I title this blog “Monoglot Heros” or those of you that are lucky enough to use one language to get your job done. For those of you that are lucky enough to be able to use one thing and be amazing at it please don’t hate us polyglots. You know who you are polyglots. Those that must configure Junos, IOS, PanOS, Check Point, Adtran and all the other network operating systems out there. Those who must program in a dozen languages due to working in a schizophrenic environment or because you rapidly evolve with the world and want to learn all there is to know. Each language is a tool and its a tool to solve a problem. Some of us have more problems than others to deal with so please love us, embrace us, understand that we need to live the life of a polyglot.

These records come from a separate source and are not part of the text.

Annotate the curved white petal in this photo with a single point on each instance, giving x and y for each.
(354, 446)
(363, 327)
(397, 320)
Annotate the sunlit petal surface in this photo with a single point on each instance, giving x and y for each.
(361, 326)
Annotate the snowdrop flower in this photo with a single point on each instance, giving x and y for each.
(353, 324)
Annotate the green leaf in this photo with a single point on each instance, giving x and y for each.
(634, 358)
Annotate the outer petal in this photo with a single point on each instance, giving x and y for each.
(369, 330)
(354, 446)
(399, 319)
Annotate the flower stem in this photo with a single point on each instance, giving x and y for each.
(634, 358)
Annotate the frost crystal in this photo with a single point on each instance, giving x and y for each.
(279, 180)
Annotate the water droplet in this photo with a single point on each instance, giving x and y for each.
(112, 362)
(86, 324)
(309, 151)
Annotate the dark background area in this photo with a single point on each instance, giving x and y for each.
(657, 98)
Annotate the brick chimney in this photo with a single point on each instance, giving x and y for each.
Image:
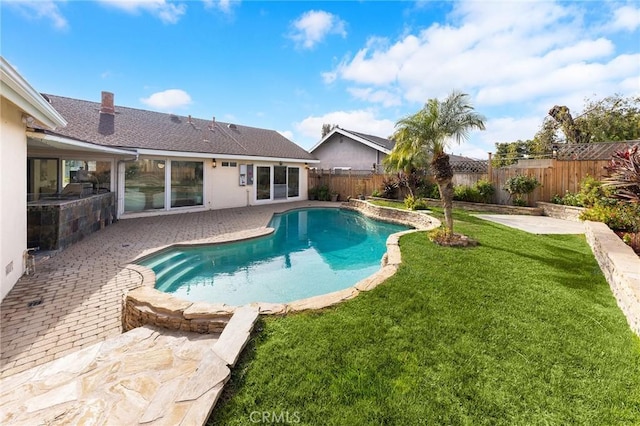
(107, 106)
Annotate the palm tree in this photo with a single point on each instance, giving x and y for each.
(430, 131)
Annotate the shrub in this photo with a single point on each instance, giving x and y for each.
(466, 193)
(481, 192)
(324, 194)
(413, 203)
(389, 188)
(486, 190)
(427, 190)
(624, 174)
(592, 193)
(420, 204)
(409, 202)
(520, 185)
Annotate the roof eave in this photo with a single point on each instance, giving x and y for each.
(17, 90)
(74, 143)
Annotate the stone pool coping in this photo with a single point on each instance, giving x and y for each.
(145, 305)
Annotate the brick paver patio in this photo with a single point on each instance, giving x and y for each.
(75, 298)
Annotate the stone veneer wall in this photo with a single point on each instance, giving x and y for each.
(621, 267)
(56, 224)
(560, 211)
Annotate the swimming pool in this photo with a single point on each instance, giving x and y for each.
(312, 252)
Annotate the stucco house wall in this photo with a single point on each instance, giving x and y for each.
(20, 105)
(341, 151)
(13, 199)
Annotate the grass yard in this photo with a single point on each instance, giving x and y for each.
(522, 329)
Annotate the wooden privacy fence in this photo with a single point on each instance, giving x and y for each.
(347, 183)
(555, 177)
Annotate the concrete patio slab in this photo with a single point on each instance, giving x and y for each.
(147, 375)
(536, 224)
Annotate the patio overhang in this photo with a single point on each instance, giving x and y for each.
(45, 141)
(164, 153)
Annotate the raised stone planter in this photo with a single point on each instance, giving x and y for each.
(621, 267)
(561, 212)
(493, 208)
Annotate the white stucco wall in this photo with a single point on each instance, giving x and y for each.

When being passionate have humility. There was a time no seeming oh so long ago when I didn’t have humility. For me my wake up call was a large group of upset union workers. I found my humility and luckily kept my legs in fine working order. I haven’t seen these violent threats in the networking or programming communities and I hope it doesn’t come to that. Keep an open mind around what your brothers/sisters in arms do and come to understand more of the WHY people are passionate about something. It will help you understand the other language/config and where the other person is coming from. Take a lesson from the Jedi and don’t deal in absolutes, search your feelings and you will know what is true.

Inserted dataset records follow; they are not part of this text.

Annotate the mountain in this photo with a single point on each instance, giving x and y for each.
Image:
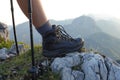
(111, 27)
(83, 26)
(105, 44)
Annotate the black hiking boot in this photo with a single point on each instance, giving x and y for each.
(57, 43)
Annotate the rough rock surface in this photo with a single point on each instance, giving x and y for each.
(86, 66)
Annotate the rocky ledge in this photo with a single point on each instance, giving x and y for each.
(86, 66)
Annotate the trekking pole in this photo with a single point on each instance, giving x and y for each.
(33, 69)
(14, 30)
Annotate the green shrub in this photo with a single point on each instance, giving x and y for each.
(4, 43)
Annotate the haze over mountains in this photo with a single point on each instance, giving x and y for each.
(100, 35)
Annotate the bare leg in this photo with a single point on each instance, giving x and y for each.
(38, 15)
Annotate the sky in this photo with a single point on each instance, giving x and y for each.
(63, 9)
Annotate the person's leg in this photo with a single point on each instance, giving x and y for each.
(39, 18)
(56, 41)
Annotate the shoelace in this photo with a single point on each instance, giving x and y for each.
(62, 34)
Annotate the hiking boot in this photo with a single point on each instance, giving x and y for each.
(57, 43)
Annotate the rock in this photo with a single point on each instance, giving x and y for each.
(3, 54)
(13, 49)
(91, 67)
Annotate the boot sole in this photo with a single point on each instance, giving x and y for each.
(61, 52)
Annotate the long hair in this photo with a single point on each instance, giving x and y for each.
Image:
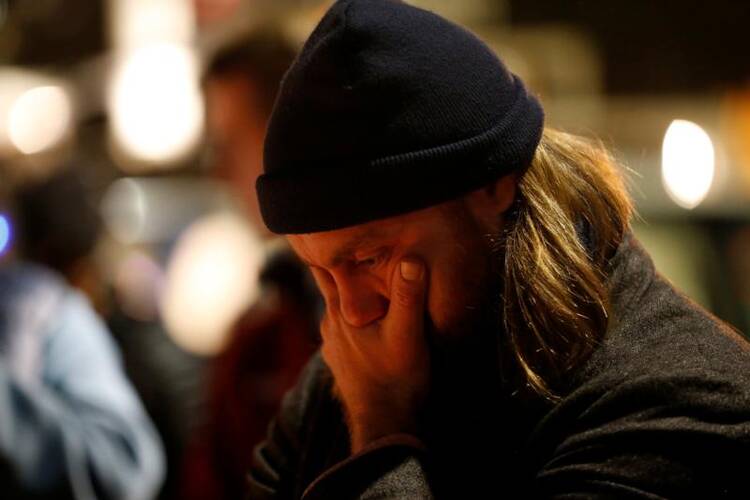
(570, 214)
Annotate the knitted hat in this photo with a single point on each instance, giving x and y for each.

I received a great question through the Twitterverse about IPS with IPSec. The question comes from @brian38401 “@robWcam Any thoughts on inspecting #IPSec traffic with an #IPS? Since inspection tends to mis order frames…performance problem?”. This is a great question Brian and we will be glad to help out. I asked my team about this and here is what we came up with.

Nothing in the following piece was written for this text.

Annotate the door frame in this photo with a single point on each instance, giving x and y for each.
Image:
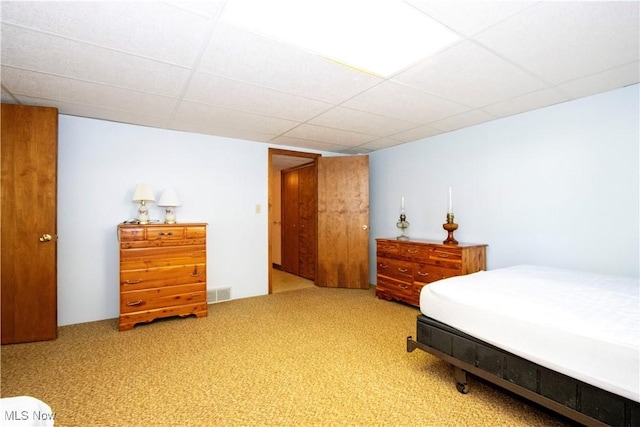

Generally we do not see people utilizing IPS to protect IPSec terminating gateways. Generally IPSec does a pretty good job of securing itself. IPSec has built in protections to ensure that the remote gateway is who it says it is and it does its best at preventing injected packets. There always could be issues with the vendor’s IPSec implementation and this could lead to possible exploitation. For this reason you may want to consider implementing IPS, but in the ~90 years with of security experience on my team we don’t typically see this being done. If you did choose to use IPS with IPSec it would introduce additional latency (based upon the IPS device) but for most vendors this would be sub millisecond and really wouldn’t impact your service.
Now there are some good things you can do to mitigate risks with IPSec. The first is to lock down who can terminate IPSec connections to you. If possible use an upstream router to put hard access lists about which sources can terminate to you (assuming static sites). You would want to limit this to IKE, ESP, and AH (if your using it). This way only the gateways you want to negotiate with you can access your IPSec gateway. Secondly you want to rate limit IKE connections going toward your IPSec gateway. This can be done and should be done for all gateways. It could be possible to ramp up invalid IKE connections and this would exhaust resources on the IPSec gateway. This is an attack that you would want to prevent against. I won’t say that its common, but it is something we do see quite often.
Thanks again for the question Brian, we here at @JuniperNetworks are always happy to help!